Educational Codeforces Round 112 (Rated for Div
Educational Codeforces Round 112 (Rated for Div. 2)
CodeForces - 1555D Say No to Palindromes
如果一个字符串中不包含长度2以上的回文子串,我们就说这个字符串是漂亮的,现在一个字符串只有a,b,c三个小写字母组成,每次操作可以修改任意一个字母为a,b,c,存在q次询问,每次询问给定区间\([l,r]\),你需要求出将这个区间子串变为漂亮字符串的最小操作数
题解:计数DP+思维(字符串循环节)
我们模拟后发现如果想要使得一个字符串漂亮,那么我们这个字符串的样子应该为:abcabcabc...那么这样的循环节一共有6种,我们只要对于每一种循环节求操作数即可,我们先预处理完后再回答询问即可
状态表示:\(f[i][j]\):对于第i个循环节,将字符串\([1,j]\)修改为漂亮字符串所需的操作数
状态属性:数量
状态转移:
- 当前字符和循环节上的字符不一样 \(str[i]!=s[i][pos]\),\(f[i][j] = f[i][j-1]+1\)
- 当前字符和循环节上的字符相同\(str[i]==s[i][pos]\),\(f[i][j] = f[i][j-1]\)
那么对于\([l,r]\)之间的最小操作数,我们只能选择一种循环节将它变成漂亮字符串,那么答案就是\(\sum _{i=1}^{6} {min(f[i][r]-f[i][l-1])}\)
#include <bits/stdc++.h>
#define Zeoy std::ios::sync_with_stdio(false), std::cin.tie(0), std::cout.tie(0)

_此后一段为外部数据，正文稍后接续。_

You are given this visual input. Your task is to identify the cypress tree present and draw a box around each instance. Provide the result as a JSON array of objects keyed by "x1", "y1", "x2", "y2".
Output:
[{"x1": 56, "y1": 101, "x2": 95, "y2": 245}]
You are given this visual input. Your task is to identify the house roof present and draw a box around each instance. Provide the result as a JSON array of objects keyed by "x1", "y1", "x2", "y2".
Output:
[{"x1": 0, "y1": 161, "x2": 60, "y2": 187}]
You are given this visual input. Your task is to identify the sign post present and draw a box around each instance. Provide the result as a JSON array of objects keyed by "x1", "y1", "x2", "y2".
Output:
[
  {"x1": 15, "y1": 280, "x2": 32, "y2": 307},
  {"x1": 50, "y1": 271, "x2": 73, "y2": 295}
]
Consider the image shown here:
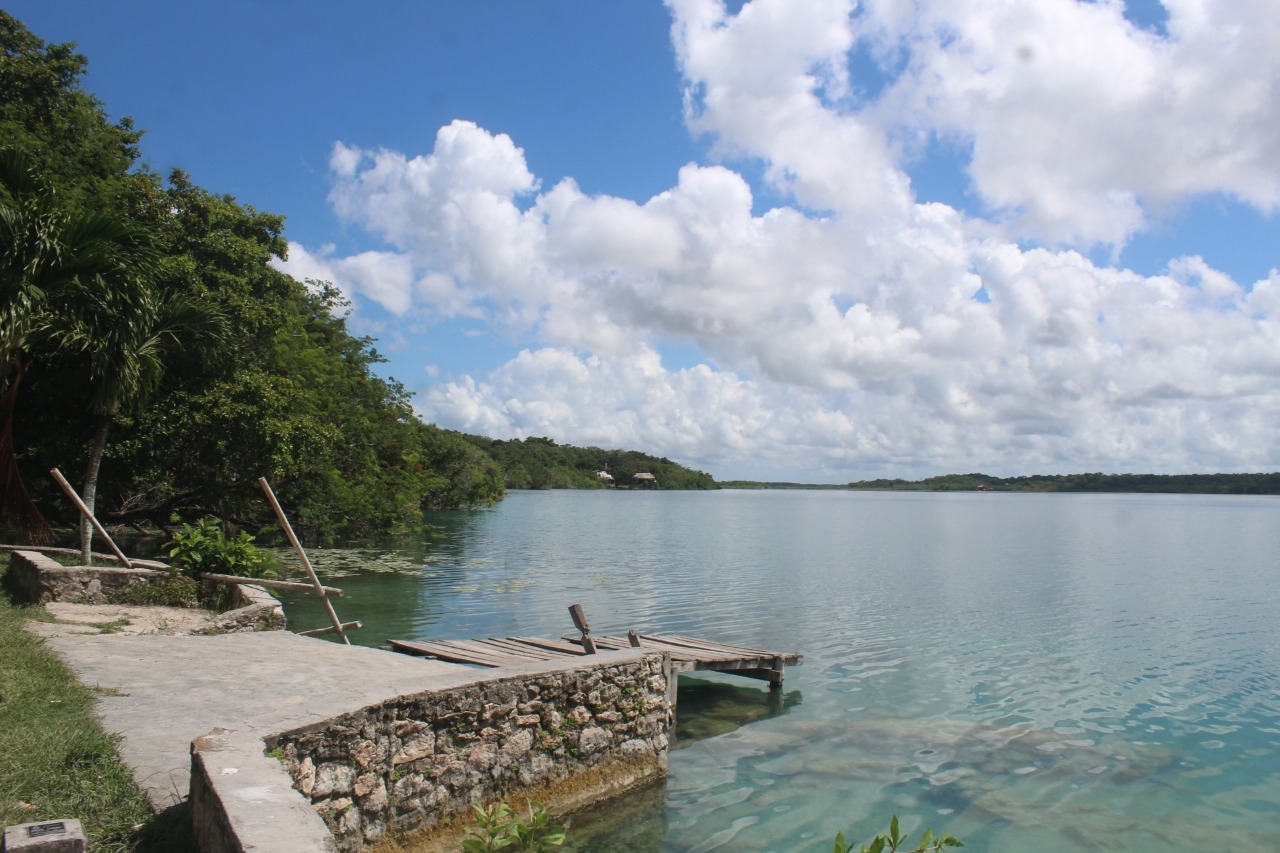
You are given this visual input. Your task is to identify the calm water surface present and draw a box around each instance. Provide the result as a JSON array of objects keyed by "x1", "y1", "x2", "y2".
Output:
[{"x1": 277, "y1": 491, "x2": 1280, "y2": 853}]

#define debug(x) cerr << #x << '=' << x << endl
#define all(x) (x).begin(), (x).end()
#define rson id << 1 | 1
#define lson id << 1
#define int long long
#define mpk make_pair
#define endl '\n'
using namespace std;
typedef unsigned long long ULL;
typedef long long ll;
typedef pair<int, int> pii;
typedef pair<ll, ll> pll;
const int inf = 0x3f3f3f3f;
const ll INF = 0x3f3f3f3f3f3f3f3f;
const int mod = 1e9 + 7;
const double eps = 1e-9;
const int N = 2e5 + 10, M = 4e5 + 10;
string s[6] = {"#abc", "#acb", "#bac", "#bca", "#cab", "#cba"};
int f[6][N];
int n, q;
void solve()
{
cin >> n >> q;
string str;
cin >> str;
str = " " + str;
for (int i = 0; i < 6; ++i)
{
for (int j = 1; j <= n; ++j)
{
int pos = j % 3;
if (pos == 0)
pos = 3;
if (str[j] != s[i][pos])
f[i][j] = f[i][j - 1] + 1;
else
f[i][j] = f[i][j - 1];
}
}
while (q--)
{
int l, r;
cin >> l >> r;
int ans = INF;
for (int i = 0; i < 6; ++i)
ans = min(ans, f[i][r] - f[i][l - 1]);
cout << ans << endl;
}
}
signed main(void)
{
Zeoy;
int T = 1;
// cin >> T;
while (T--)
{
solve();
}
return 0;
}
CodeForces - 1555E Boring Segments
给定\(n\)个区间\([l,r]\),每个区间都有权值\(w\),又给定\(m\),求如果若干个区间能够覆盖\([1,m]\),那么成本就是这些区间中的最大权值和最小权值之差,现在保证一定能有区间能够覆盖\([1,m]\),求出覆盖\([1,m]\)成本的最小值
题解:双指针+线段树维护区间覆盖问题+贪心 : 好题目
- 我们先来说一说怎么快速计算出成本,并且能够在\(O(n)\)时间内遍历完所有能够覆盖[1,m]的若干线段
我们将区间按照权值升序排列,那么如果\([i,j]\)之间的区间能够覆盖[1,m],那么它的成本就是\(w_j-w_i\)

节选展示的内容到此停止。